Abstract
Angiogenesis, or the growth of new blood vessels, is critical during homeostasis, adaptation to injury, and disease. Proper functioning of the vasculature, including angiogenesis, requires coordinated action of both endothelial cells (EC) and perivascular cells, including smooth muscle cells and pericytes (SMC-P). SMC-P display remarkable phenotypic plasticity, which allows them to contribute to angiogenesis, tissue repair and disease pathogenesis. However, mechanisms by which perivascular cells directly contribute to angiogenesis following tissue injury, and to diseases such as cancer, remain largely unexplored.
Herein, we investigate the role of perivascular cells in angiogenesis and cancer pathogenesis using several different mouse models. Through combined SMC-P lineage tracing and genetic knockout of single genes exclusively in SMC-P, we demonstrate that SMC-P knockout of the stem cell pluripotency gene Oct4 leads to significantly impaired angiogenesis following corneal burn or hindlimb ischemia. We also demonstrate that SMC-P knockout of the interleukin 1-receptor (IL-1R) has no significant effect on primary tumor growth or metastasis. However, knockout of IL-1R specifically in EC results in significantly impaired primary tumor growth.

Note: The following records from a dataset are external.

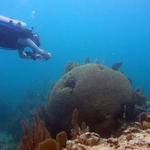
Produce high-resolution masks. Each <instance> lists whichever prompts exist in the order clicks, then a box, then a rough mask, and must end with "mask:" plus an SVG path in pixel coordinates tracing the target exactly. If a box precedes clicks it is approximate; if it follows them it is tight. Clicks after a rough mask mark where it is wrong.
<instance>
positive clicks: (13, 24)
mask: <svg viewBox="0 0 150 150" xmlns="http://www.w3.org/2000/svg"><path fill="white" fill-rule="evenodd" d="M26 28H27V24H26V23H25V22H23V21H20V20H16V19H12V18H9V17H5V16H0V30H1V29H8V30H15V31H20V30H24V29H26Z"/></svg>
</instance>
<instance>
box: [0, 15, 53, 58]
mask: <svg viewBox="0 0 150 150" xmlns="http://www.w3.org/2000/svg"><path fill="white" fill-rule="evenodd" d="M26 26H27V25H26V23H24V22H22V21H19V20H15V19H11V18H8V17H4V16H0V47H1V48H5V49H11V50H18V53H19V56H20V57H21V58H24V59H33V60H39V59H42V58H44V59H45V60H48V59H49V58H50V57H51V53H46V52H45V51H44V50H43V49H41V48H40V47H39V46H40V41H39V36H38V34H36V33H33V31H32V29H28V28H27V27H26ZM27 47H28V48H30V49H31V50H25V48H27Z"/></svg>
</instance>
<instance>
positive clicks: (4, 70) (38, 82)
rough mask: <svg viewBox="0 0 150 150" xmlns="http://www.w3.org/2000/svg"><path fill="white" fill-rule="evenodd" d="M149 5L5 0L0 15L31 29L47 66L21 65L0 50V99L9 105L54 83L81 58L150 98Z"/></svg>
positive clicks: (142, 3)
mask: <svg viewBox="0 0 150 150" xmlns="http://www.w3.org/2000/svg"><path fill="white" fill-rule="evenodd" d="M149 6H150V1H149V0H143V1H141V0H43V1H42V0H13V1H10V0H5V1H2V2H1V4H0V14H1V15H5V16H8V17H13V18H16V19H20V20H22V21H24V22H26V23H27V24H28V26H29V27H32V26H34V31H36V32H38V33H39V34H40V37H41V43H42V48H43V49H45V50H46V51H50V52H51V53H52V58H51V60H49V61H32V60H23V59H20V58H19V57H18V54H17V52H16V51H8V50H3V49H2V50H0V99H1V101H5V102H6V101H7V103H9V104H10V105H15V104H17V103H19V102H21V101H22V99H23V96H24V94H25V93H26V91H27V90H28V89H30V88H32V87H33V88H34V87H36V86H39V85H40V84H41V83H42V82H46V83H47V84H50V83H51V82H53V81H55V80H57V79H58V78H59V77H60V76H61V74H62V72H63V68H64V65H65V64H66V63H67V62H69V61H71V60H73V61H78V62H80V63H82V62H83V60H84V58H85V57H90V58H91V60H95V59H96V58H98V59H100V61H101V62H103V63H104V64H106V65H108V66H111V65H112V64H113V63H115V62H118V61H123V62H124V64H123V66H122V68H121V70H122V71H123V72H124V73H125V74H126V75H127V76H128V77H129V78H130V79H132V81H133V87H134V88H141V89H142V91H143V93H144V94H145V95H146V96H150V92H149V90H150V87H149V85H150V78H149V77H150V69H149V68H150V9H149Z"/></svg>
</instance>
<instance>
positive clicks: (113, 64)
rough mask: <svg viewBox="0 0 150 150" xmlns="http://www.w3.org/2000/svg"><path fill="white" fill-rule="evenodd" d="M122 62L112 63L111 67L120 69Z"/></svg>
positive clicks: (117, 70)
mask: <svg viewBox="0 0 150 150" xmlns="http://www.w3.org/2000/svg"><path fill="white" fill-rule="evenodd" d="M122 64H123V62H122V61H121V62H117V63H115V64H113V65H112V67H111V68H112V69H113V70H116V71H118V70H119V69H120V67H121V66H122Z"/></svg>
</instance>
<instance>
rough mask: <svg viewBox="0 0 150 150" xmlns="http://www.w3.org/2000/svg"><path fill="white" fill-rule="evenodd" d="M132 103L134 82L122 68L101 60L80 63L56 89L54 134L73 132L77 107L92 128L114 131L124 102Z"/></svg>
mask: <svg viewBox="0 0 150 150" xmlns="http://www.w3.org/2000/svg"><path fill="white" fill-rule="evenodd" d="M132 103H133V99H132V89H131V86H130V83H129V81H128V79H127V78H126V77H125V76H124V75H123V74H122V73H121V72H119V71H114V70H112V69H110V68H107V67H106V66H103V65H100V64H84V65H80V66H76V67H74V68H73V69H71V70H70V71H69V72H67V73H66V74H64V76H62V78H61V79H60V80H59V81H58V82H57V83H56V84H55V86H54V87H53V89H52V92H51V94H50V97H49V106H48V111H49V114H50V117H49V120H50V122H51V124H50V125H49V126H51V129H53V131H52V134H53V133H58V132H59V131H61V130H66V131H68V132H69V131H70V127H71V114H72V111H73V110H74V109H75V108H77V109H78V110H79V121H81V120H84V121H85V122H86V123H87V124H88V125H89V127H90V129H91V130H92V131H96V132H98V133H104V134H107V133H108V134H110V133H111V131H112V130H114V129H115V128H117V126H118V122H117V120H118V119H119V118H122V114H123V111H124V110H123V107H124V105H127V106H128V105H130V104H132ZM128 108H129V107H127V109H128ZM127 111H128V110H127ZM47 126H48V125H47Z"/></svg>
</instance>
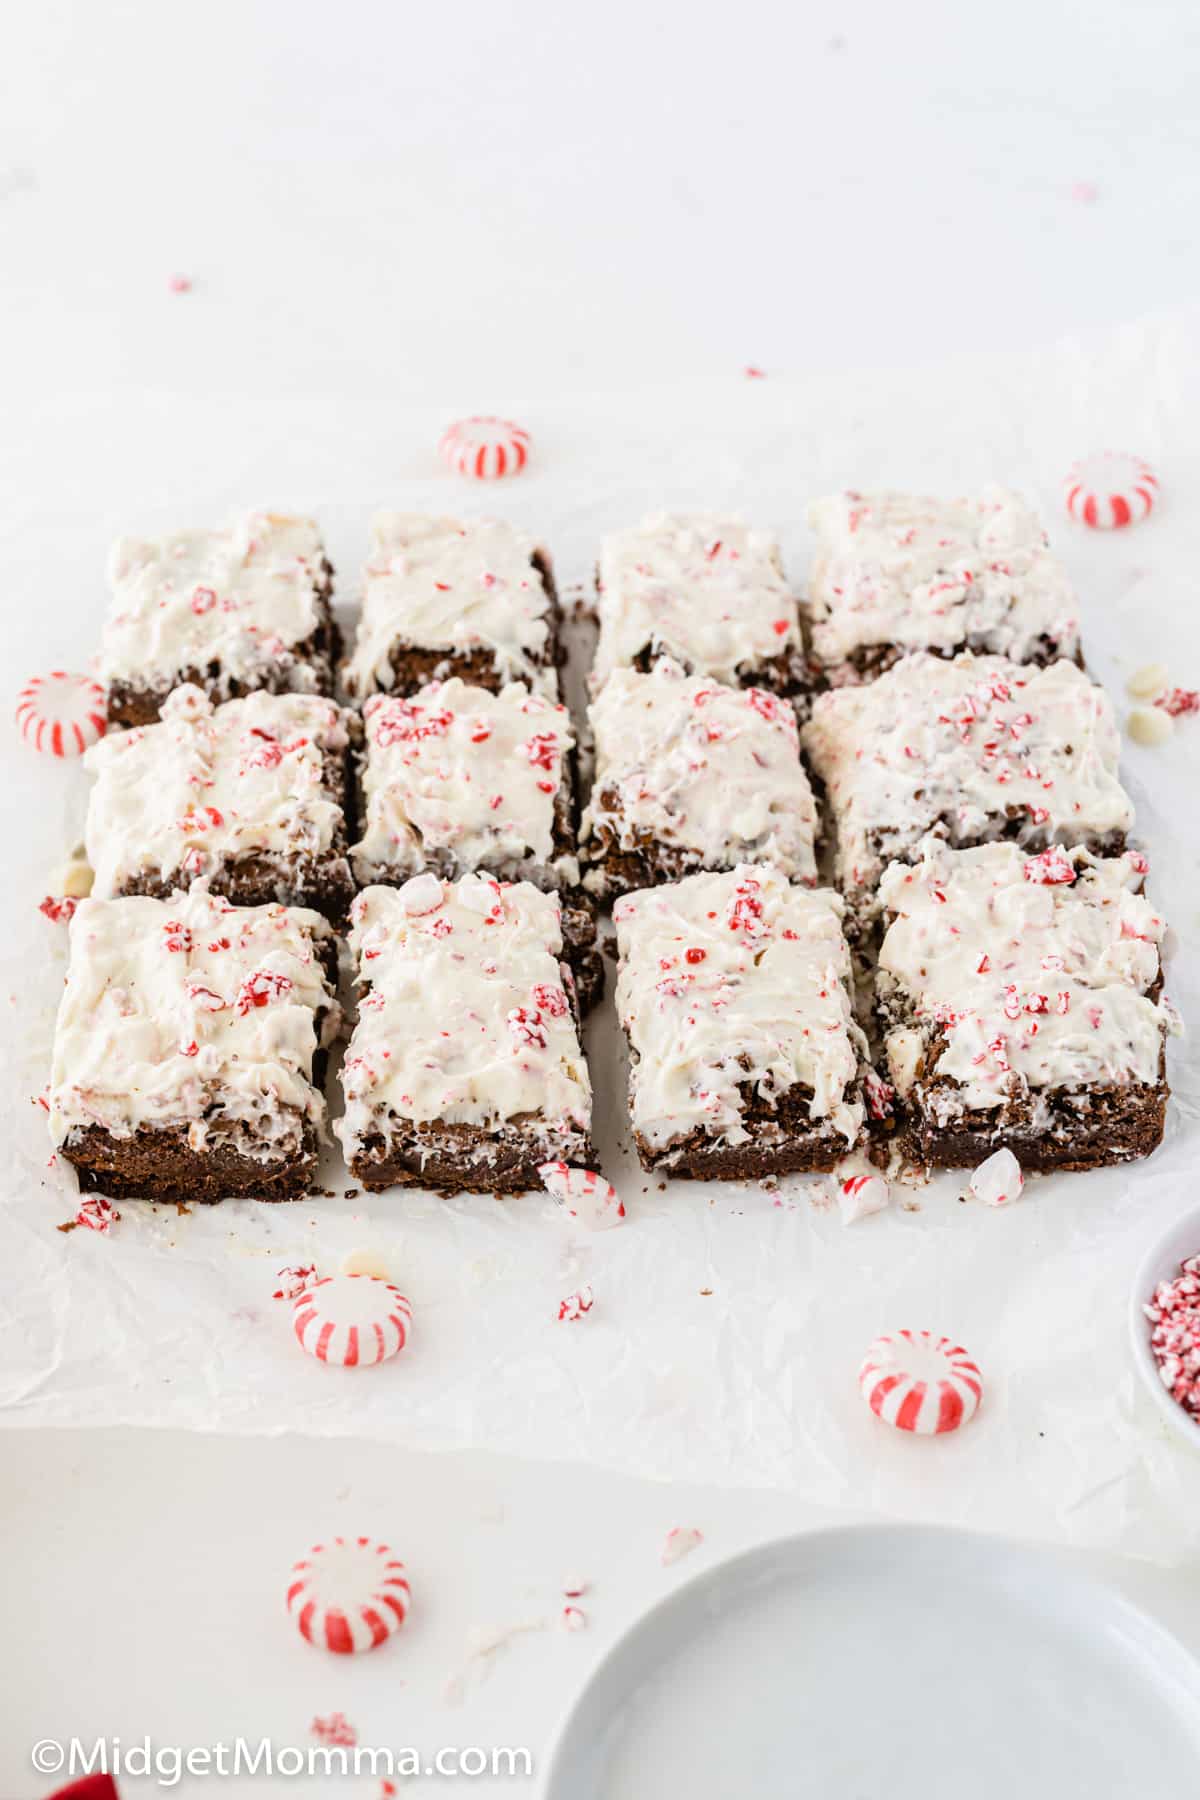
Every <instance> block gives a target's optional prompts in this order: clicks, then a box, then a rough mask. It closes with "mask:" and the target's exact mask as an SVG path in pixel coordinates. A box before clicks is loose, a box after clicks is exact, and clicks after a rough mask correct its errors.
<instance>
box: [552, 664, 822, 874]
mask: <svg viewBox="0 0 1200 1800" xmlns="http://www.w3.org/2000/svg"><path fill="white" fill-rule="evenodd" d="M590 720H592V731H594V734H596V781H594V785H592V799H590V803H588V806H587V808H585V814H583V824H581V832H579V842H581V846H587V842H588V839H592V841H594V839H596V828H597V826H599V824H603V826H606V828H608V830H610V832H612V833H613V835H615V842H617V846H619V848H621V850H637V848H639V844H642V842H644V839H646V837H649V839H653V841H655V842H657V844H664V846H669V848H673V850H680V851H685V853H687V855H689V857H691V860H693V866H696V868H707V869H727V868H736V866H738V864H739V862H774V864H775V868H779V869H783V873H784V875H786V877H790V878H792V880H804V882H815V878H817V864H815V859H813V837H815V830H817V808H815V805H813V796H811V790H810V787H808V778H806V774H804V769H802V765H801V745H799V731H797V724H795V709H793V707H792V704H790V702H788V700H781V698H779V697H777V695H774V693H766V689H763V688H725V686H723V684H720V682H716V680H711V679H709V677H702V675H693V677H685V675H684V671H682V668H680V666H678V662H673V661H671V659H669V657H662V659H660V661H658V662H655V666H653V670H651V671H649V673H648V675H639V673H637V671H635V670H613V671H612V675H610V677H608V680H606V682H604V686H603V688H601V691H599V695H597V697H596V700H594V702H592V707H590ZM610 794H612V797H613V806H610V805H606V796H610ZM585 886H587V887H590V889H594V891H596V893H604V891H606V877H604V871H603V868H596V869H592V871H590V873H588V875H585Z"/></svg>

My work demonstrates that loss of a single gene in SMC-P can have profound effects on angiogenesis, thus adding to a growing body of literature demonstrating the essential role of SMC-P to effective angiogenesis. Additionally, these studies demonstrate that a functional role for Oct4 in SMC-P is not limited to the setting of atherosclerosis but instead likely evolved because it conferred survival and reproductive success by enhancing angiogenesis. The finding that IL-1R in EC, but not SMC-P, promotes primary tumor growth builds on the idea that, while both EC and SMC-P play essential roles in angiogenesis, tissue repair and disease pathogenesis, they utilize unique, cell-specific mechanisms in the process. These studies add to the notion that future therapeutic approaches to modulate angiogenesis should target both EC and SMC-P function.